Hier ist mir das besser gelungen, die Schale ist etwas höher (und das Kneuel kleiner). Außerdem ist die Kerbe enger und man könnte mit zwei kleineren Knäulen stricken. Da Karin so gern Strümpfe mit der Rundstricknadel strickt (eine besondere Methode, um gleich zwei Socken auf einmal zu fertigen) bekommt sie diese Schale zum Geburtstag.




Wichtig ist bei den Garnschalen die Kerben vor dem Brennen glatt zu schleifen, um die Wolle vor Reibung zu schützen.


Ausgelesen:



Der dritte Teil der Barcelona-Triologie von Zafón.
Wer die ersten beiden Teile gelesen hat, trifft hier wieder auf alte Bekannte. Im Vordergrund der Geschichte steht diesmal Fermin - ein guter Freund der Familie Sempere.
Nachdem die zweite Geschichte mächtig kompliziert und verworren war, hat mich dieser Teil wieder mit dem Autor versöhnt. Die schöne Sprache um die traurige Geschichte in Barcelona zog mich wieder voll in ihren Bann. Nachdem man nun alle Hintergründe kennt, müsste man noch mal mit dem ersten Teil beginnen. 

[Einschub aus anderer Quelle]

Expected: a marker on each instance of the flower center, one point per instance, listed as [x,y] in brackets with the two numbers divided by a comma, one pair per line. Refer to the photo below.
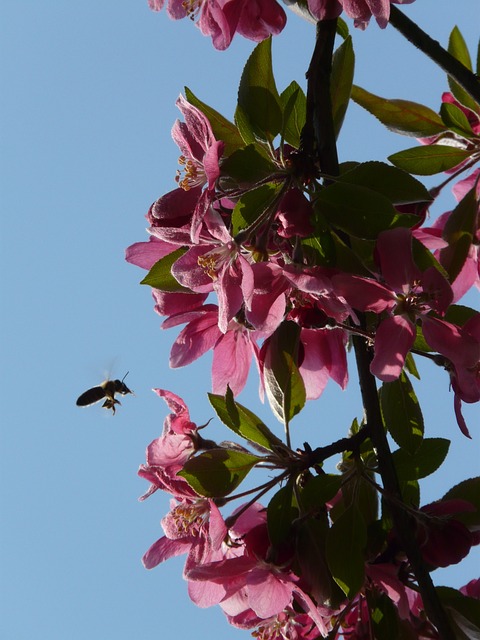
[191,175]
[192,8]
[188,519]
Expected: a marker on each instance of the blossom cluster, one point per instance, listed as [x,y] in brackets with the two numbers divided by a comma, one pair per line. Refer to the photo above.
[258,19]
[231,562]
[205,240]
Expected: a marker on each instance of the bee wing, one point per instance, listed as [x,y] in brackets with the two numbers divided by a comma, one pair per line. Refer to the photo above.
[91,396]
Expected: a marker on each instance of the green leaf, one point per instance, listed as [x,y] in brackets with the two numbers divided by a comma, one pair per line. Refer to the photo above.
[410,490]
[319,249]
[359,211]
[346,541]
[281,512]
[459,231]
[222,128]
[244,126]
[319,490]
[400,116]
[283,382]
[396,185]
[411,367]
[247,165]
[456,120]
[468,490]
[402,414]
[426,460]
[160,275]
[459,314]
[294,106]
[383,616]
[310,554]
[242,421]
[257,95]
[251,205]
[343,64]
[430,159]
[217,472]
[457,47]
[463,611]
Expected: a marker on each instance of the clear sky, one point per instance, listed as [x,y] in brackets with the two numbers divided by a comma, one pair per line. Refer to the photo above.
[88,101]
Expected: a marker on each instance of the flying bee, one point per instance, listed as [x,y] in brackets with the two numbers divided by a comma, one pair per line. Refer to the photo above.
[106,390]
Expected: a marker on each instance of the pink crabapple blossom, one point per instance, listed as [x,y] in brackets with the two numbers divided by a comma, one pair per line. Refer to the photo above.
[221,19]
[359,10]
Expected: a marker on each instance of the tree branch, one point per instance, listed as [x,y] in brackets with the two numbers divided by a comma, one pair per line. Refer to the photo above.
[318,140]
[403,525]
[455,69]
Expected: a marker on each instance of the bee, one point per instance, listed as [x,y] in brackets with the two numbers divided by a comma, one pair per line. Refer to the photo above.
[106,390]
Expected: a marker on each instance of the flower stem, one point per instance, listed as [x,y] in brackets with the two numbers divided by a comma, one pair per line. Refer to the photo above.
[402,521]
[453,67]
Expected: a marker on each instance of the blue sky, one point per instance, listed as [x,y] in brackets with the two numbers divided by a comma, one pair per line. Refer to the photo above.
[86,112]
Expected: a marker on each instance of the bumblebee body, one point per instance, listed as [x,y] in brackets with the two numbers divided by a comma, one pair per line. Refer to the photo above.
[106,390]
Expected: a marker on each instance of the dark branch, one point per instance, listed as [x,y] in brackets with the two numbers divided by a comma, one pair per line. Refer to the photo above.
[455,69]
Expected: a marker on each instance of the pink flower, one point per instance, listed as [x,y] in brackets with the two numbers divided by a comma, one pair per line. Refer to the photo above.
[255,586]
[194,524]
[177,443]
[470,273]
[461,347]
[408,296]
[221,19]
[443,539]
[232,350]
[360,10]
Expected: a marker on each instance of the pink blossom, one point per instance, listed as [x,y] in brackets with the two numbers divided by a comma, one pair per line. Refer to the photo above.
[232,350]
[461,347]
[294,214]
[221,19]
[360,10]
[254,583]
[470,273]
[443,539]
[408,295]
[456,139]
[177,443]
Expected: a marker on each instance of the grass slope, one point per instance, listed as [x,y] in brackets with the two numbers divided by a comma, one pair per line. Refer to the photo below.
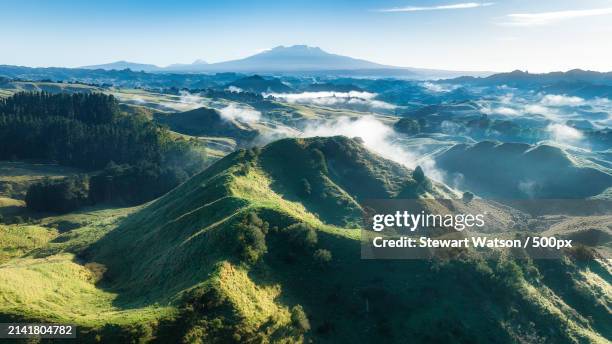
[171,270]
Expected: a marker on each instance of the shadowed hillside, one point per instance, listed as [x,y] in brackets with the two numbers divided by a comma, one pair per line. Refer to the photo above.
[206,122]
[516,170]
[247,252]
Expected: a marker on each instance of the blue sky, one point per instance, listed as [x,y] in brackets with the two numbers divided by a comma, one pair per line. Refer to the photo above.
[539,36]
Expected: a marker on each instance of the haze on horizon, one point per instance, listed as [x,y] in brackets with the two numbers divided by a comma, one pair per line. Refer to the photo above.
[465,35]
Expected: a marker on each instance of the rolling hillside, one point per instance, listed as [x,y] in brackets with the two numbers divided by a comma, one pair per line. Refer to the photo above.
[259,248]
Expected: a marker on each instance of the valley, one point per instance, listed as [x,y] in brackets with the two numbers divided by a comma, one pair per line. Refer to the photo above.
[234,211]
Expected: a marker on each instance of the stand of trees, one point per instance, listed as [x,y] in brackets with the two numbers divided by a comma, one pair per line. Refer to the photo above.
[141,160]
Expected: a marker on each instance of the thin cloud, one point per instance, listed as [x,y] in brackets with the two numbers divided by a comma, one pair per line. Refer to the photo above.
[546,18]
[460,6]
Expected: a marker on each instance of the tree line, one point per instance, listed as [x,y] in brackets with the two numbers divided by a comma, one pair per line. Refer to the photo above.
[139,159]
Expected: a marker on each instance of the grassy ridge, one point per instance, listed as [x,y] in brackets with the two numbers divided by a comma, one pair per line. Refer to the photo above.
[170,269]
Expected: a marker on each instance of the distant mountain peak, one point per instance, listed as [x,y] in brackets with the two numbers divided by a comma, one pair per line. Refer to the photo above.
[122,64]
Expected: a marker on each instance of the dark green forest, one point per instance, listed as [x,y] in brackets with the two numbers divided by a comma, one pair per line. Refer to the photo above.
[88,131]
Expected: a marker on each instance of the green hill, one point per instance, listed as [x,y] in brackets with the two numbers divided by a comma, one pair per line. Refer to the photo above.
[520,170]
[206,122]
[259,248]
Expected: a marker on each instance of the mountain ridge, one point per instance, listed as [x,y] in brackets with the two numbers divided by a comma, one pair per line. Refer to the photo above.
[290,59]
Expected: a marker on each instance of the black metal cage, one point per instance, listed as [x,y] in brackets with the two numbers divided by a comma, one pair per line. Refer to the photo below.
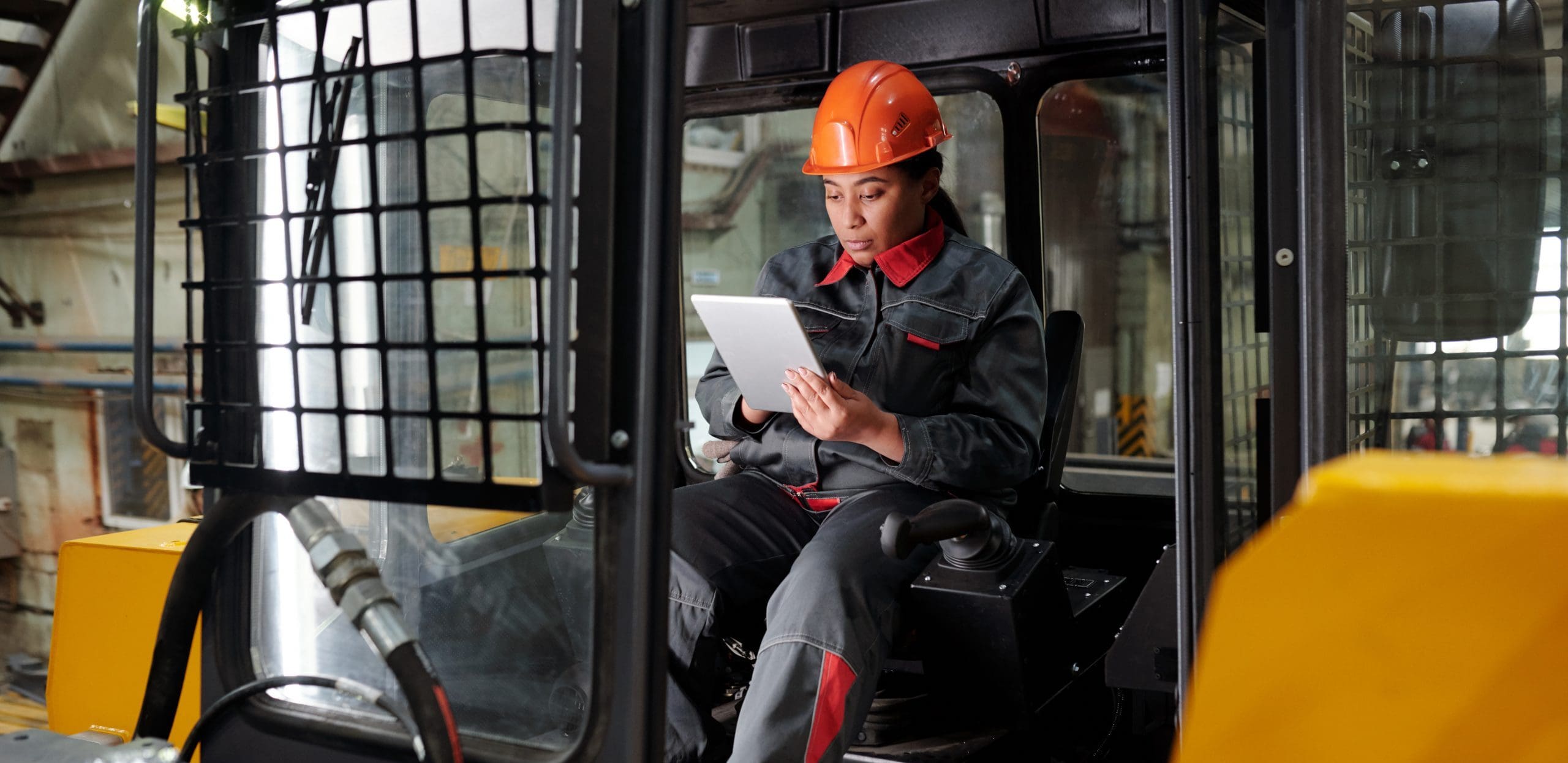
[368,224]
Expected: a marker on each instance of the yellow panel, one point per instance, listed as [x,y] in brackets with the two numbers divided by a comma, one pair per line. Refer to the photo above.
[449,523]
[1404,608]
[108,597]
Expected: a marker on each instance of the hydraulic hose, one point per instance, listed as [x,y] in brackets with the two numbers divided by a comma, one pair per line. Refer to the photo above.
[427,702]
[355,585]
[189,589]
[350,577]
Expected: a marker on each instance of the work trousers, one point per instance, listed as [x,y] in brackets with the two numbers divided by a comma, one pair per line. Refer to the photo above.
[832,600]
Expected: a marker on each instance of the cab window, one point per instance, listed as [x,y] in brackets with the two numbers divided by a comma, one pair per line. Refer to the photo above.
[1457,259]
[744,200]
[1106,231]
[427,341]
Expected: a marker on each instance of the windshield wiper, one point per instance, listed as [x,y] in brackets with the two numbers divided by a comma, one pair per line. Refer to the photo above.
[322,169]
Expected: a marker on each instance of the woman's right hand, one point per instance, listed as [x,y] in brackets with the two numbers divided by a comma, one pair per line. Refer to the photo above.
[752,415]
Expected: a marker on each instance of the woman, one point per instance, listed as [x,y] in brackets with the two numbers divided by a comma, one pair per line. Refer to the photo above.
[935,387]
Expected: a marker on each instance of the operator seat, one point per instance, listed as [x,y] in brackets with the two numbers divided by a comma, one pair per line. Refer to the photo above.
[1037,515]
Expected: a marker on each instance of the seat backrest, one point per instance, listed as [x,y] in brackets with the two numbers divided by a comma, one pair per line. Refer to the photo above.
[1035,514]
[1063,352]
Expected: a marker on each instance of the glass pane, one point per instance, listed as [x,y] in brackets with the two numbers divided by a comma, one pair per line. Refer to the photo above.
[1454,145]
[744,200]
[1106,231]
[1245,352]
[418,297]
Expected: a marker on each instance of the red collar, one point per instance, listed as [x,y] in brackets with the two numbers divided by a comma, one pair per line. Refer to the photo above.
[903,261]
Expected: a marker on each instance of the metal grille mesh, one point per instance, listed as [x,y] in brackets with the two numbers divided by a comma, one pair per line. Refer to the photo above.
[1244,351]
[1441,110]
[366,259]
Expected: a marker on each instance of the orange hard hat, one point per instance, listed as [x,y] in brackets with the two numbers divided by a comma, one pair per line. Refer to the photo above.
[874,113]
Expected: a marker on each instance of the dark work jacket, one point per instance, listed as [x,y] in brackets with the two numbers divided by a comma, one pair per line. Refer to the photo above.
[941,332]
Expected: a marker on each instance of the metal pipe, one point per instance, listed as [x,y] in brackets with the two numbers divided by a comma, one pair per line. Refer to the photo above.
[564,177]
[145,178]
[88,344]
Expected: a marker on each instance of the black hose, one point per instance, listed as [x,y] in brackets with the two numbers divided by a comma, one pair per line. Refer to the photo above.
[427,702]
[427,699]
[183,607]
[250,689]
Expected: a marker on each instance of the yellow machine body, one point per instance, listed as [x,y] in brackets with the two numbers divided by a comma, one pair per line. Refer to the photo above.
[108,597]
[1404,608]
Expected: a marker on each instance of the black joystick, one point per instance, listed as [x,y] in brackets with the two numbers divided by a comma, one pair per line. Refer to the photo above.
[973,537]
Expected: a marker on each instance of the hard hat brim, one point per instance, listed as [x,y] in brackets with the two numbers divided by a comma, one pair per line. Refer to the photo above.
[814,169]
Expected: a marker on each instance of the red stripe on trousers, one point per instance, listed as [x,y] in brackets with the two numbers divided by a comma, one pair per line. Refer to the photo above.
[832,694]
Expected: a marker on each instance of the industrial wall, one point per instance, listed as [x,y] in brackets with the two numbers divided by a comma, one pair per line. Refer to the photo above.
[66,242]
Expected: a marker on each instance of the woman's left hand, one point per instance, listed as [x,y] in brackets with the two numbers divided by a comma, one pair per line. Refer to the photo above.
[830,409]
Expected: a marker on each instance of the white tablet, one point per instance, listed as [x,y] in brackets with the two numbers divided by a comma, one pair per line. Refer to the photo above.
[758,338]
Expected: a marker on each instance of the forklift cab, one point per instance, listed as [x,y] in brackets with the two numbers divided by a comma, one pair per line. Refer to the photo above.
[469,338]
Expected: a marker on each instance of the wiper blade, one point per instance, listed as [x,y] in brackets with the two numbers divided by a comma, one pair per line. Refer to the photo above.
[322,169]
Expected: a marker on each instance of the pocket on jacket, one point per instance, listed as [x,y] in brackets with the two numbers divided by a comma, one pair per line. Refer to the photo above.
[919,357]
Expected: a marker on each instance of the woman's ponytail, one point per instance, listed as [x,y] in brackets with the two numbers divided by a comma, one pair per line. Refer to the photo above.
[916,167]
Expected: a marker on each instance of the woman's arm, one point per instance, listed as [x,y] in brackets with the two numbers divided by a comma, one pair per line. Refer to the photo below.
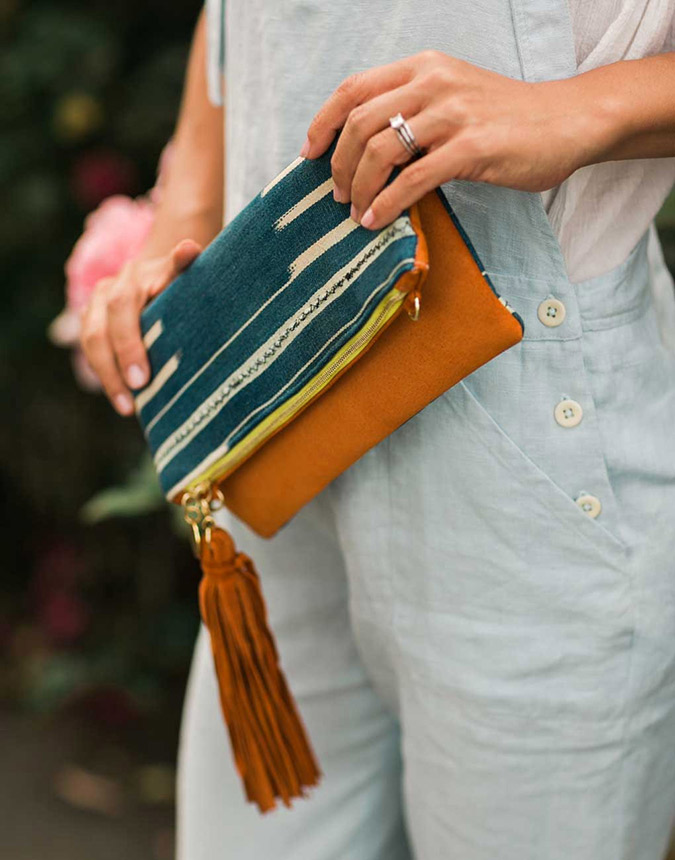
[635,102]
[189,215]
[482,126]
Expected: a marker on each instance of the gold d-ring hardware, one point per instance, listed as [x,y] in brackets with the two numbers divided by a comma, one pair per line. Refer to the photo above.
[198,505]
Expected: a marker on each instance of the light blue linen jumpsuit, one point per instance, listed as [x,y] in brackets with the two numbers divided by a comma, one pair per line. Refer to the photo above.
[478,617]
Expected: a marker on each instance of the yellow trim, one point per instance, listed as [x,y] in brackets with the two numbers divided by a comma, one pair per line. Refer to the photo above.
[386,308]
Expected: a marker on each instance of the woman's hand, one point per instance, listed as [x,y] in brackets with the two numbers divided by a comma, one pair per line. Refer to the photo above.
[191,205]
[474,124]
[110,332]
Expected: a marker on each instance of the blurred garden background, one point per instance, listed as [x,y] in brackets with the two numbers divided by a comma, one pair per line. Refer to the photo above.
[97,594]
[98,605]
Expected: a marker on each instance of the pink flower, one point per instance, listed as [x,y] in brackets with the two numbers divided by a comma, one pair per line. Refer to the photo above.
[98,174]
[113,234]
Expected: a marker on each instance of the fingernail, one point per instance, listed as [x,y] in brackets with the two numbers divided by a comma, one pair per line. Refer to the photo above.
[368,218]
[136,376]
[124,404]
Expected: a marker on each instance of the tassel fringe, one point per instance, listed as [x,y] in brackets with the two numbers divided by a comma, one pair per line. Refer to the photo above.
[271,749]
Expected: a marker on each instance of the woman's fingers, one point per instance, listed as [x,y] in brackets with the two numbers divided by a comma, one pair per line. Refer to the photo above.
[182,255]
[382,152]
[368,126]
[411,184]
[126,297]
[357,88]
[97,348]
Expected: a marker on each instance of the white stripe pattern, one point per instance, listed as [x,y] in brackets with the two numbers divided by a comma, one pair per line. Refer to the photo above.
[152,333]
[298,265]
[224,447]
[159,380]
[304,204]
[319,300]
[322,244]
[277,179]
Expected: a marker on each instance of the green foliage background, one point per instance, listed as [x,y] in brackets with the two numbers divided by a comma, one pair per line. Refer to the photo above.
[97,594]
[97,612]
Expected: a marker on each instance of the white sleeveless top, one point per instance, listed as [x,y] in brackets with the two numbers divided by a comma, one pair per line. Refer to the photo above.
[601,211]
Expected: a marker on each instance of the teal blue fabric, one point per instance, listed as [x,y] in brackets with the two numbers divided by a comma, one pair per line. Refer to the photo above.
[247,325]
[486,672]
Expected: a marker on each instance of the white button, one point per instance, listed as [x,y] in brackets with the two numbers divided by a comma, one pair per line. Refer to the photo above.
[568,413]
[551,312]
[589,504]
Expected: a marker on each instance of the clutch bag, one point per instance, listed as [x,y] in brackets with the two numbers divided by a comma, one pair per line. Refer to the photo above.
[292,345]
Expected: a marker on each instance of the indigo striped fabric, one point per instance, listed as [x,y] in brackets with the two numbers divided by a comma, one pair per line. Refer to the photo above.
[288,291]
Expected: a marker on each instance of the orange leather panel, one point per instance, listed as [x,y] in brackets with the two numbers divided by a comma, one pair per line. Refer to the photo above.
[461,326]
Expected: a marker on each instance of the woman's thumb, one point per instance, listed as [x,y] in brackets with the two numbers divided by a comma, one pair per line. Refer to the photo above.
[184,253]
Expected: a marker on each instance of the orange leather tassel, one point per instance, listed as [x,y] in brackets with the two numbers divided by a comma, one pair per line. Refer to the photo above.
[271,749]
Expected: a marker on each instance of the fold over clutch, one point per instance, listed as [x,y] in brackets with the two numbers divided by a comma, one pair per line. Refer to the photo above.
[294,343]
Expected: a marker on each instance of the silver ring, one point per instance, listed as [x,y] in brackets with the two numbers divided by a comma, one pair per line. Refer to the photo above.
[405,135]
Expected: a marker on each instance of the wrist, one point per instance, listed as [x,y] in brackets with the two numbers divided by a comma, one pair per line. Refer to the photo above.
[200,222]
[608,102]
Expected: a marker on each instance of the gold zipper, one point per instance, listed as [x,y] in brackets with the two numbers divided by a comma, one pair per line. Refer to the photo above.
[397,297]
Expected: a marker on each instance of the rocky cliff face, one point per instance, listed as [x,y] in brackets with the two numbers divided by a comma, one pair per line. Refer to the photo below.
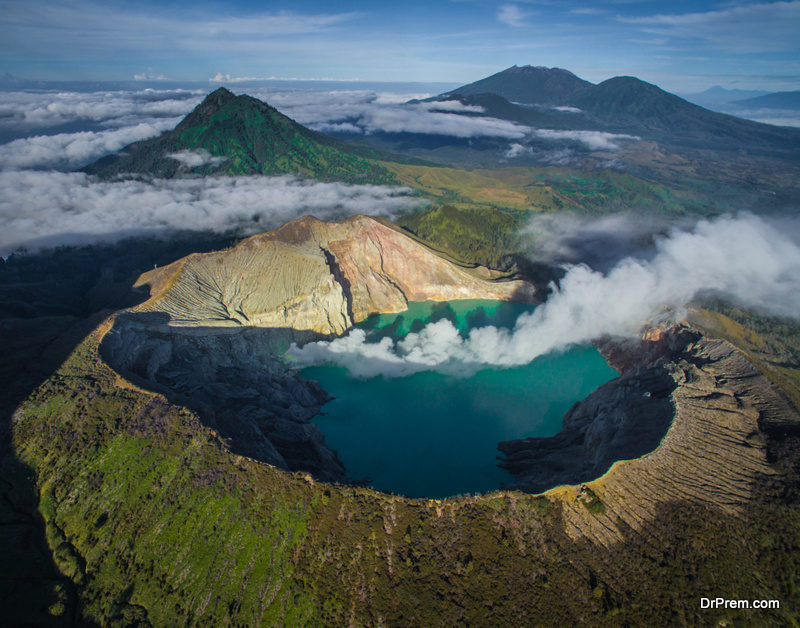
[723,418]
[209,335]
[310,275]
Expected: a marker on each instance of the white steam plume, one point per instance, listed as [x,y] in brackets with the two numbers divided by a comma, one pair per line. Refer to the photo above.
[746,258]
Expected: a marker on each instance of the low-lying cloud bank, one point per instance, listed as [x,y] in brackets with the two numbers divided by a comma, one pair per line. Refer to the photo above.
[746,258]
[66,151]
[44,209]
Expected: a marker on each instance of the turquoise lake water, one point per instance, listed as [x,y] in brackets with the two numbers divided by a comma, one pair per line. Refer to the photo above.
[435,435]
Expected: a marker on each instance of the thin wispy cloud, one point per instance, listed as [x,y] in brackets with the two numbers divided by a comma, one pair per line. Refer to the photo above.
[745,258]
[512,15]
[758,27]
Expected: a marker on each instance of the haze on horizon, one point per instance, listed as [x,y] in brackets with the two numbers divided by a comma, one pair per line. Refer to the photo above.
[681,46]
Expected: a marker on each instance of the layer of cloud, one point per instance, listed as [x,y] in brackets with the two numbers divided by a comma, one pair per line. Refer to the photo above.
[366,112]
[114,108]
[72,150]
[196,158]
[746,258]
[41,209]
[755,27]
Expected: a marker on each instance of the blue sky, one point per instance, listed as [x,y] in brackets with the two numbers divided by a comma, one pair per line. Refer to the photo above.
[681,46]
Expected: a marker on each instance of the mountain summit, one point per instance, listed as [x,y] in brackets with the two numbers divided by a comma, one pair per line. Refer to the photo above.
[531,85]
[236,135]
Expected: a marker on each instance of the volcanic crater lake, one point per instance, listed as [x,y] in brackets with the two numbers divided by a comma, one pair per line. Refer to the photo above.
[435,435]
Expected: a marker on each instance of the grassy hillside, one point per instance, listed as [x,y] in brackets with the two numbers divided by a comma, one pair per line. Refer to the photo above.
[154,521]
[476,215]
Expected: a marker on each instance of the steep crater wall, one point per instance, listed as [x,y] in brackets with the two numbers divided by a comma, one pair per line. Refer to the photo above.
[233,380]
[210,335]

Ach ja, da war ja noch der Stoffmarkt in Potsdam - am Freitag. Ich bin nach der Arbeit hingefahren - es war so leer, wie sonst früh um kurz vor 10:00 Uhr. Was sich die Marktleitung bei der Auswahl des Wochentages gedacht hat, ist mir schleierhaft. Sicherlich war es ein Experiment, denn so viel verkauft wie am Wochenende, haben die Händler sicherlich nicht.


Ich wollte Stoff für einen Wickelrock kaufen. Ausgesucht habe ich mir den traumhaft schönen blauen Walkstoff. Da ich braune und schwarze Stiefel habe, passt der schwarz-gemusterte Batik sehr gut dazu.




Sehr schön fand ich auch diesen Wollstoff - ich bin mir noch nicht sicher, welche Seite ich als rechte Seite verwende.



Und wer kann diesen Stoffen widerstehen - 3 Stück für 10 Euro? Ich leider nicht, doch ich bin mir sicherlich, sie werden bald vernäht.



Dienstag, August 07, 2007

Dies und das


Von Heike habe ich nach dem Urlaub ein Überraschungspäckchen bekommen. Wir lernten uns in Berlin während der Patchworktage kennen. Damals schickte sie mir schon wunderschöne selbstgesponnenen Garne.
Jetzt waren in dem Umschlag verschiedene Wollen und gefilzte Stücke. Ich habe mich riesig gefreut.


Einen Teil der roten Wolle habe ich gleich verarbeitet. Mein neues Handy sollte ein Täschchen bekommen. Dafür habe ich roten Nadelfilz genommen und mit meinem Superembellisher rote Wolle von Heike drauf gefilzt. Eigentlich wollte ich noch Stickereien und Perlen draufbringen, doch jetzt soll die Wolle für sich wirken.


Dann habe ich es geschafft den letzten Block zu applizieren und das Top zu vollenden. Es muss jetzt "nur" noch gequiltet werden. Vorgenommen habe ich mir, dass der Quilt in diesem Jahr fertig werden soll - mal sehen.


Tja, und das ist wohl die totale Entspannung. Karli ist gern bei mir wenn die Nähmaschine schnurrt.